В городе пустили кукушку, будто у Ивана Алексеевича есть секретные ленты и ими он потихоньку разжигает в своей «Модерне» любителей женского пола и потом устраивает им свидания в своих банях с отдельными номерами. Оттого, говорили в городе, и дела его так хорошо идут: с одной стороны – священная миква; с другой – парижские секретные ленты; с третьей – русские бани, и все это связано в один узелок «для развращения местного населения». Каждому в городе всегда завидны yспехи соседа, каждый хотел бы химиком быть, но не каждый способен на это и потому всегда выдумывает какую-нибудь причинку: без причинки, говорят, не съешь ветчинки. Так и про Ивана Алексеевича пустили эту кукушку по городу. Прилетела кукушка к губернаторше и возмутила высокую даму; кстати, вспомнила, что это Иван Алексеевич распустил слух, будто она деньги, собранные с белого цветка, истратила на свои бархатные юбки. Haпрасно теперь Иван Алексеевич предлагал свои услуги в деле распространения славянских флагов, напрасно обещал от себя крупное пожертвование: губернаторша была неумолима и убедила начальника края закрыть кинематограф или же перенести в ту часть города, где помещаются исключительно только дома свиданий и ни один порядочный человек там не бывает. Случилось как раз в это время, что и евреи, выстроив наконец собственное здание для священной миквы, отказались платить Ивану Алексеевичу ренту за бани. Все это вместе было так неожиданно для Ивана Алексеевича, что и его «химия» не помогла: разорился в неделю.

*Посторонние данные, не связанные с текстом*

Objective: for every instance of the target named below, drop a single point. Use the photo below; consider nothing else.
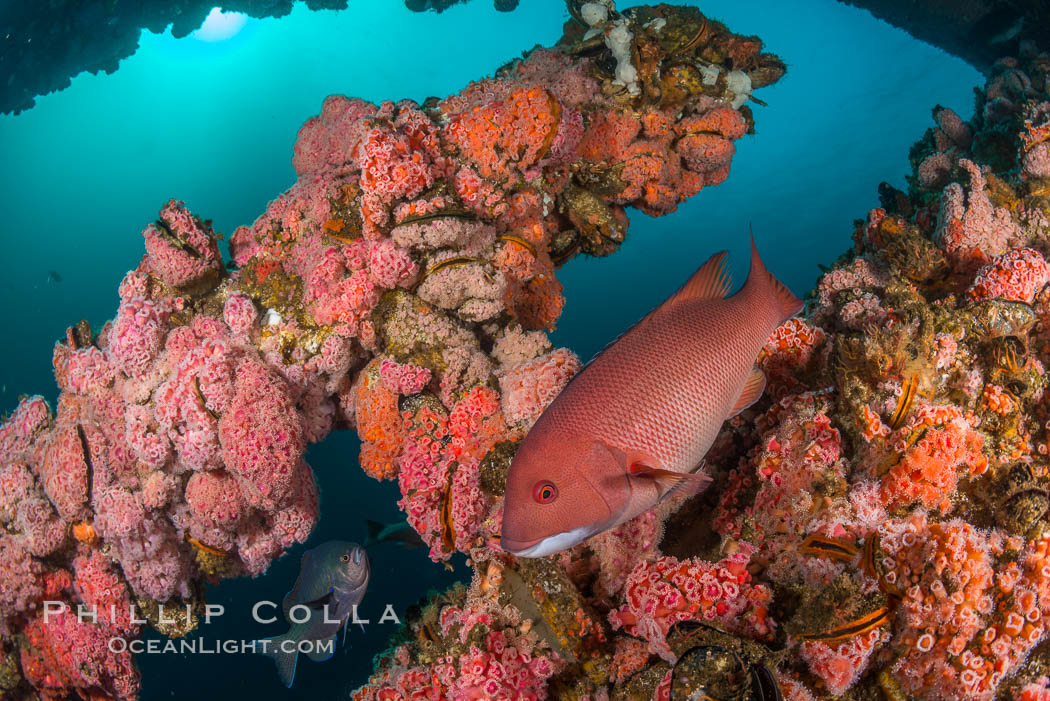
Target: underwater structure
(878, 524)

Были как раз в это время выборы, и один местный политический деятель захотел воспользоваться разоренным и ожесточенным Иваном Алексеевичем как материалом: нужно было, чтобы кто-нибудь осмелился громко заявить о беззакониях, совершаемых губернатором.

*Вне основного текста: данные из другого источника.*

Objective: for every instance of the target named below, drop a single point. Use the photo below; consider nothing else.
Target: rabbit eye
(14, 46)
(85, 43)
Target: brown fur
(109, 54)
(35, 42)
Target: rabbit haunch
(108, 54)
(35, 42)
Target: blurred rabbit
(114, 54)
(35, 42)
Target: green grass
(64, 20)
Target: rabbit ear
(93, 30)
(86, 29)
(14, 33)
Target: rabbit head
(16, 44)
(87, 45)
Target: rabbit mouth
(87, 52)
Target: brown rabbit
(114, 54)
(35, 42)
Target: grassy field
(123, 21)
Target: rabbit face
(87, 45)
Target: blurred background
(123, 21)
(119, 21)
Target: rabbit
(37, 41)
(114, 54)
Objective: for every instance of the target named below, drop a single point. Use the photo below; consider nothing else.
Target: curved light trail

– Что вы ходите по трактирам, – сказал деятель, – и жалуетесь всем на свою обиду. Вот взяли бы да и приняли к сердцу общую обиду.
– То есть, как же это я от своей обиды к общей перейду? Это не путь! – ответил Иван Алексеевич.

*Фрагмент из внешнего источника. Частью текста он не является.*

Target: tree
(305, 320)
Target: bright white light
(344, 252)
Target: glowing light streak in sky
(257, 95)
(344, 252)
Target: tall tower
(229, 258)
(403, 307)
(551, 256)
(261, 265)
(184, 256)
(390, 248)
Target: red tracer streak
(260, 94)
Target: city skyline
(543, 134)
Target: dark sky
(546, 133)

– У других такие же обиды, слейте обиду с общей. Вот вам и будет путь.
Иван Алексеевич задумался. Может быть, первый раз в своей жизни встретился он с тяжким вопросом: как от своей обиды перейти к общей обиде и почувствовать общее как свое.
– Понимаю, – воскликнул он, – понимаю: вы хотите от меня вывода!
И до того взволновался Иван Алексеевич, что сеть синих жилок на его седеющих висках вдруг стала багровою. Говорили потом, что от этих багровых жилок он и умер, но мне приходит в голову вопрос: «А может – от этого вывода?»
Ведь я же был свидетелем, что именно от сознания необходимости «вывода» вдруг жилки эти стали багровыми, а не наоборот: не от багровых жилок явилась необходимость вывода.
– Вы хотите от меня вывода? – воскликнул Иван Алексеевич. – Не могу… Если бы я понимал, что из-за большого и единственного я протестую… Как бы это вам объяснить? Ну, что вот из-за того, что один-единственный раз к человеку приходит, – я – видит бог – первый пойду. А как вы говорите, то я должен на свое место человека поставить; пусть он кормит мое семейство, а я, стало быть, взовьюсь. Войдите в мое положение, посудите сами, будет ли это вывод, если я загублю все свое семейство – одиннадцать номеров – детей и жену? Ведь я же раб своего семейства, я – не я, я – во множественном числе.
– Рабы освобождаются!
– То есть меняют свое положение, – ответил Иван Алексеевич, – а на что же я могу свое положение переменить? Я человек семейный, семья – мое государство! Не на что мне менять-то семью, вывода не будет.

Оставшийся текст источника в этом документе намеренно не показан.